The last angry Democrat - Quite understandably, a furor has erupted over Jimmy Carter's latest book, Palestine Peace Not Apartheid. Apart from the title, which has required some explanation on Mr. Carter's part, reports on the book's content seem to suggest that he is of the opinion that (as reported by the NYT) "Israelis are guilty of human rights abuses in Israeli-occupied Palestinian territories."

I admit that I am at a loss to understand how one looks at the Middle East in general, and at the Israeli-Palestinian conflict in particular, and comes away with anything other than a sense that Israel is both the lone reservoir of decency in the region as well as the only rightfully aggrieved party in the conflict. When looking at the situation in the light of historical events, who could not conclude that it was Israel that has been beset by it's neighbors on all sides, and that it is the people of the Jewish state who have given up the most in blood and treasure in a vain attempt to secure a lasting peace.

I am more vexed by the fact that pundits are asking themselves how long it will take to "unwind" the Bush presidency, particularly his initiatives in the Levant. The head-splitting irony is that, nearly thirty years hence, we are still trying to undo "Carterism." Not so much as it pertains to our economy; fiscal conservatism seems to have wrung out the effects of double-digit inflation, unemployment and interest rates. Nor is Carterism readily apparent vis-a-vis the strength of our military, our status as the world's lone superpower or in our national morale more generally.

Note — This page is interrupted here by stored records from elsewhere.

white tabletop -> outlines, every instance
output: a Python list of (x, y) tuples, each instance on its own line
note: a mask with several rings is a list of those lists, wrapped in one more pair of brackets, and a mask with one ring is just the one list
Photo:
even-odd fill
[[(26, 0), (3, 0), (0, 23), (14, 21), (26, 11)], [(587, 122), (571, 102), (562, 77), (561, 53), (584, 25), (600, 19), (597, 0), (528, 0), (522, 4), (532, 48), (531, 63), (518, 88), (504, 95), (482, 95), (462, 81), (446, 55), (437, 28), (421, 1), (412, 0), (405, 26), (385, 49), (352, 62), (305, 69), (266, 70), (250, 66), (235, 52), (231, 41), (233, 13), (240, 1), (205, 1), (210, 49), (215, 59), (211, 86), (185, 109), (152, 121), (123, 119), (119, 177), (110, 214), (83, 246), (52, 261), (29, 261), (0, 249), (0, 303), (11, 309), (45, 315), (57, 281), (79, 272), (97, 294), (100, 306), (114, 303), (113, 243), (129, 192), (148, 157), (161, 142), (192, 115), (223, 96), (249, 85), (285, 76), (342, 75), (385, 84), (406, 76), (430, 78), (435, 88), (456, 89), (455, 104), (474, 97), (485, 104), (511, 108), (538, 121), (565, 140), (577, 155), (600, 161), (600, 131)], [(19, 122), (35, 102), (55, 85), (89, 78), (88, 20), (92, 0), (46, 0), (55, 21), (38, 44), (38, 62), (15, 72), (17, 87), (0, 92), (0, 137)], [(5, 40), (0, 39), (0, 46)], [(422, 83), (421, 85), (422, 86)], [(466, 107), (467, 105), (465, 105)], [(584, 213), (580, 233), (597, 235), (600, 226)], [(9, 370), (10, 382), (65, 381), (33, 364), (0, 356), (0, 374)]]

Over these many years, the lingering stench of Carterism hangs over the Middle East, which is where he wagered most of his - and America's - political capital. The spectacular failures of the Carter regime were 1) his misguided belief that America could find common cause with those who sought her destruction, and 2) his failure to confront radical Islam when it was patently evident that coexistence was not an option. (Indeed, Jimmy Carter didn't just fail to confront radical Islam; it could be said that he facilitated and cheered on the Islamists in their ascendancy in Iran, as noted by Matthias Kuntzel at

So it is that each time an IED rips through the bodies of American servicemen in Iraq - or worse yet, when the blood of innocents is shed by Islamic terrorists (as has happened nearly 7,000 times since 9/11) - we taste the bitter fruit of the Carter Doctrine, which is distinguishable from "blame America first" pacifism only in it's calls for interminable negotiations prior to American capitulation and withdrawal from the pursuit of our foreign policy interests. I sense that Mr. Carter is himself painfully aware of his true legacy. Hence his obsession with receiving a Nobel Peace Prize, his extensive rewrites of history (23 books and counting) and his various efforts to burnish his "good guy" status (i.e.: building houses with Habitat for Humanity and overseeing elections in various parts of the world.)

So even as Democrats have wrested control of the House of Representatives and (at least for now) the Senate, and appear well-positioned to gain the White House in 2008, Jimmy Carter is still seething. He is angry at Israel for having such a stubborn spirit of self-preservation. He is angry at AIPAC for championing Israel's cause in the U.S. and elsewhere. But most of all, he is angry at all of us for having such long memories.